Scoliosis is a disease often called idiopathic, the cause of which is unknown, that occurs in adolescence. However, there are types of scoliosis that can occur congenitally or in early childhood or in advanced ages. The treatment of scoliosis varies according to its cause. Considering the degree of idiopathic curvature and the age of the patient, only one of the methods of follow-up, brace, or surgical treatment is selected. The decision for this treatment should be made by an experienced spinal surgeon.

NEUROMUSCULAR SCOLIOSIS

The second most common type of scoliosis is neuromuscular scoliosis. Muscle or nerve diseases may be among the main causes of neuromuscular scoliosis. Nervous diseases can originate from the brain and spinal cord, while muscle diseases can be seen in childhood and later. In contrast to idiopathic scoliosis, respiratory distress and sensory defects are more common in neuromuscular scoliosis. Scoliosis coset may not be used during the treatment process due to reasons such as respiratory problems, communication disorders, sensory defects, and epileptic seizures. In this type of scoliosis, younger ages may be preferred for surgical intervention.

CONGENITAL SCOLIOSIS

Congenital scoliosis is the third most common. It is a type of scoliosis due to spinal anomalies that occur during the development of the child in the mother's womb. Congenital scoliosis progresses rapidly in the first years. For this reason, the treatment process of congenital scoliosis that occurs in the early stages may require surgical intervention at a young age.

Apart from these, neurofibromatosis, various rheumatic diseases, various connective tissue diseases such as osteogenesis imperfecta, Marfan syndrome, Ehler Dsanlos, spinal fractures, spinal infections, various metabolic diseases such as Morquio, Gaucher disease, and some genetic syndromic diseases may cause scoliosis.


ADULT SCOLIOSIS

Do you have one shoulder higher when you look in the mirror? Is one leg of your pants longer than the other? Is one hip higher than the other when walking?

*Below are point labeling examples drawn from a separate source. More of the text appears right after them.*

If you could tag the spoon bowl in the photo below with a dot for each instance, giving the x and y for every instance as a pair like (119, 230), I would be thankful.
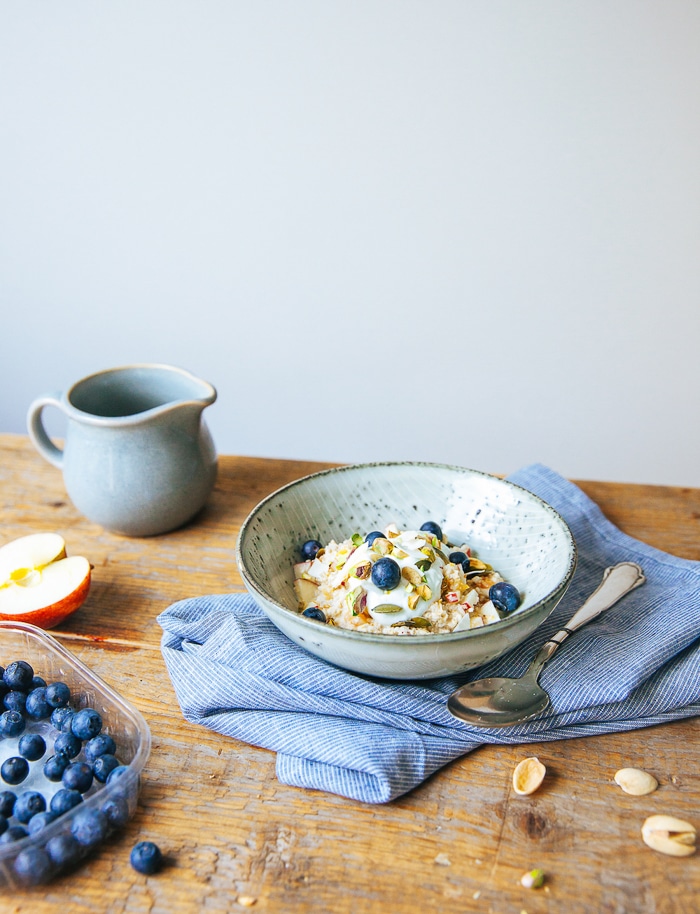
(501, 701)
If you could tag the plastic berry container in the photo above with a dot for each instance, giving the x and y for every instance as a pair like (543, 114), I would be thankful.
(106, 807)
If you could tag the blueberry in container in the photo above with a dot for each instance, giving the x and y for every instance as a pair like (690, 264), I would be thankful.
(58, 843)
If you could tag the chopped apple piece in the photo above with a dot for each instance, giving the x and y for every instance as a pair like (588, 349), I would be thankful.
(38, 583)
(305, 590)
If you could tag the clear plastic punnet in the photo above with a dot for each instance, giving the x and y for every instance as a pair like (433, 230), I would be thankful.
(62, 842)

If you answer yes to these questions, you may have scoliosis (curvature of the spine).

Adult Scoliosis often occurs in two ways. It occurs as a result of the awakening of the dormant curvature that has emerged in childhood but has progressed or due to the aging of the spine. It most commonly occurs in the lumbar region, but can also occur in the back and neck region.

More rarely, curvature may occur due to osteoporosis, previous spinal fractures, lumbar slippage, spinal tumor and infection. While the diagnosis is made in the adolescent period as a result of school screenings or the families' awareness, patients consult a doctor with low back pain and pain radiating to the leg at advanced ages. This condition is often diagnosed as lumbar hernia and attention is always focused on the hernia and the underlying progressive scoliosis is overlooked. Similarly, in scoliosis caused by aging, a decrease in walking distance as a result of narrowing of the nerve canal caused by the curvature may manifest itself with lower back and leg pains. As the spine bends to one side, asymmetrical appearances occur in the body.

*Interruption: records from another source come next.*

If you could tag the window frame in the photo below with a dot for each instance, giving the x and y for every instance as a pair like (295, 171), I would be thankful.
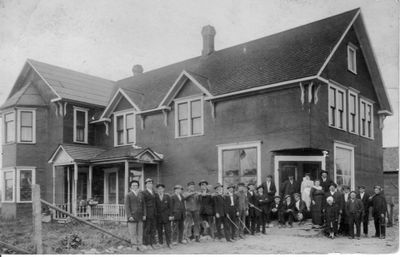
(345, 115)
(84, 110)
(346, 146)
(19, 126)
(353, 92)
(125, 131)
(367, 103)
(353, 58)
(188, 101)
(5, 127)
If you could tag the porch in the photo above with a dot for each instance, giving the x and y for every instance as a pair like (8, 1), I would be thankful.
(94, 188)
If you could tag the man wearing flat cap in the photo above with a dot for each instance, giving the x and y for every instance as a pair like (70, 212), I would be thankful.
(149, 196)
(192, 203)
(164, 215)
(364, 197)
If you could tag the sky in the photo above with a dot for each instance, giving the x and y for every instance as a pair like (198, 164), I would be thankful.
(106, 38)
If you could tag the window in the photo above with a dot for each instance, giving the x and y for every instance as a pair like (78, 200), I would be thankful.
(366, 119)
(352, 58)
(9, 127)
(80, 125)
(124, 131)
(239, 163)
(344, 164)
(26, 126)
(189, 117)
(353, 112)
(337, 107)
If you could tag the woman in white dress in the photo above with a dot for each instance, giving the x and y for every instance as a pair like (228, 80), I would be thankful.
(305, 190)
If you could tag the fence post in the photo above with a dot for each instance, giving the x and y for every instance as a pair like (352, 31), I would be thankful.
(37, 219)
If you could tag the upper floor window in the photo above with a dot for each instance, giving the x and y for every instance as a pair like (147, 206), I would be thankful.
(9, 127)
(124, 129)
(26, 126)
(366, 119)
(80, 125)
(353, 112)
(189, 117)
(337, 107)
(352, 58)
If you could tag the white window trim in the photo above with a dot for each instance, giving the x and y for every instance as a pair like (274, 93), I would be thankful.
(351, 47)
(3, 195)
(188, 100)
(80, 109)
(18, 182)
(357, 118)
(19, 122)
(124, 114)
(367, 102)
(348, 147)
(5, 128)
(239, 145)
(343, 90)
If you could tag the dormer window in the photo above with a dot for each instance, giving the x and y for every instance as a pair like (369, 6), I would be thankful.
(80, 125)
(352, 58)
(124, 129)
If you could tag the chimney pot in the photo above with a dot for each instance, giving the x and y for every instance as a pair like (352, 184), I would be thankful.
(137, 69)
(208, 32)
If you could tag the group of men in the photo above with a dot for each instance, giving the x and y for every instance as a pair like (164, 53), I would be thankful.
(184, 216)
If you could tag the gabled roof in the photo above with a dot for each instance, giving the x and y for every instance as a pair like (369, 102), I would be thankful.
(289, 55)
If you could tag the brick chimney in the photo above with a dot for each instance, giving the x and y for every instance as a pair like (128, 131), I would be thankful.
(208, 33)
(137, 69)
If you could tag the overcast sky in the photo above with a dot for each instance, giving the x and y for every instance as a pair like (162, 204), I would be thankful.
(105, 38)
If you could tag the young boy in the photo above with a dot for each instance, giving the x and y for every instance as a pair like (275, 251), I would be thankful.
(331, 217)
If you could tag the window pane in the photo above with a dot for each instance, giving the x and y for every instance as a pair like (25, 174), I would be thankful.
(25, 185)
(8, 185)
(182, 111)
(196, 126)
(196, 108)
(343, 165)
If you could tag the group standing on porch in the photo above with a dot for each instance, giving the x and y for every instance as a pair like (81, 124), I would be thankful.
(185, 216)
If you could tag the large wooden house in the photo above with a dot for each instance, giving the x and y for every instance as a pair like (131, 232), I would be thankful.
(302, 100)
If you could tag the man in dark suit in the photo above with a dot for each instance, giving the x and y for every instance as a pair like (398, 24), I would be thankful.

Increasing life expectancy and more active lifestyle (sports) increase the expectation of treatment. Curvatures of 30 degrees or more in the adolescent period are more prone to progression in adulthood. An average of 0.5-2 degrees progress per year. For this reason, curvatures diagnosed in adolescence should be followed up in adulthood, even if they are not operated. Heart and lung problems occur in curves of 90 degrees and above.